Caratteristiche e condizioni:
cm. 22,5 x 15,5, pp. 168, brossura, in ottime condizioni.
Contenuto:
Quel confine mancato. La linea Wilson (1919-1945) di Corrado Belci è uno studio storico dedicato alla proposta di confine nota come “linea Wilson”, elaborata nel contesto delle trattative diplomatiche successive alla Prima guerra mondiale. Il volume ricostruisce il dibattito politico e diplomatico che accompagnò la definizione dei nuovi assetti territoriali nell’Europa centro-orientale e nell’area adriatica.

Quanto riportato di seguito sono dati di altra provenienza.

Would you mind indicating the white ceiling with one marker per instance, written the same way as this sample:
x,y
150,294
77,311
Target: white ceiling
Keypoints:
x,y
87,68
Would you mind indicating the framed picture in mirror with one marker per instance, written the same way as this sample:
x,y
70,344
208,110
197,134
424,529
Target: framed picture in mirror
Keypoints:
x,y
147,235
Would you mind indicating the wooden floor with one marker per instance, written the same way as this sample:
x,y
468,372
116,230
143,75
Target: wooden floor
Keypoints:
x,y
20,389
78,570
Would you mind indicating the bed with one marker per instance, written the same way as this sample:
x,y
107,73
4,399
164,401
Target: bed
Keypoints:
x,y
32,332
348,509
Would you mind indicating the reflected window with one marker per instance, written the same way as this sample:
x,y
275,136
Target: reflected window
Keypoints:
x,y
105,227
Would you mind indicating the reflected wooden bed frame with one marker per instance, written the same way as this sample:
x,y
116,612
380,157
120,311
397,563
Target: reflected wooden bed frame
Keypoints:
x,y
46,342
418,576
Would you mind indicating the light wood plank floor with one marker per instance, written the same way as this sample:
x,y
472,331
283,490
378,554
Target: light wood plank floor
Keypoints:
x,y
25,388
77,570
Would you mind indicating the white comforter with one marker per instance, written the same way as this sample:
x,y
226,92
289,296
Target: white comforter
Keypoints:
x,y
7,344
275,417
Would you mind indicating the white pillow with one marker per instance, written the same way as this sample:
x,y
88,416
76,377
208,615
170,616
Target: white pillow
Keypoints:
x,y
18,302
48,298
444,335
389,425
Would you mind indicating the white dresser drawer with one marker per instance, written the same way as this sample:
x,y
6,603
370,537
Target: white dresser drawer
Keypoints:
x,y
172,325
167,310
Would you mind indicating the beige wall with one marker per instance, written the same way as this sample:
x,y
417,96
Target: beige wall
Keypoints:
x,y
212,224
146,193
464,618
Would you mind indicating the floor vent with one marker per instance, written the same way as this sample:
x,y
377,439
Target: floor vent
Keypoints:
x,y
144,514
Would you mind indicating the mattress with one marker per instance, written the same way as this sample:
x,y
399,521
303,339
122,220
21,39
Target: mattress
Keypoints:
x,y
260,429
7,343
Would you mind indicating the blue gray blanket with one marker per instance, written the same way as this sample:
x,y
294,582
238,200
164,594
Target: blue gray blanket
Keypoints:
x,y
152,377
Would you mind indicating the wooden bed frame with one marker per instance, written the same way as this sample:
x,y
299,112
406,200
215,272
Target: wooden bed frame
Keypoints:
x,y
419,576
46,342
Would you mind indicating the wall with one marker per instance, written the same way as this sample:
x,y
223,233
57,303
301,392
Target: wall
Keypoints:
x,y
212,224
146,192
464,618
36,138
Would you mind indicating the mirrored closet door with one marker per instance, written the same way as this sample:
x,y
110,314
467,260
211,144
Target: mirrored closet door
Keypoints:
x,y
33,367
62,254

Attraverso l’analisi delle trattative internazionali e del clima politico dell’epoca, il libro esamina le ragioni per cui questa soluzione di confine non venne adottata e come le tensioni nazionali e ideologiche del periodo abbiano influenzato le decisioni diplomatiche. L’autore ripercorre così una vicenda che rappresenta un caso significativo di soluzione politica proposta ma mai realizzata.
Il volume affronta inoltre le possibili implicazioni storiche della linea Wilson e le trasformazioni degli equilibri internazionali tra le due guerre mondiali, fino alla fine del secondo conflitto. L’analisi di Belci si inserisce nella riflessione storiografica sulle alternative diplomatiche considerate nei negoziati del primo dopoguerra e sul loro potenziale impatto nel lungo periodo.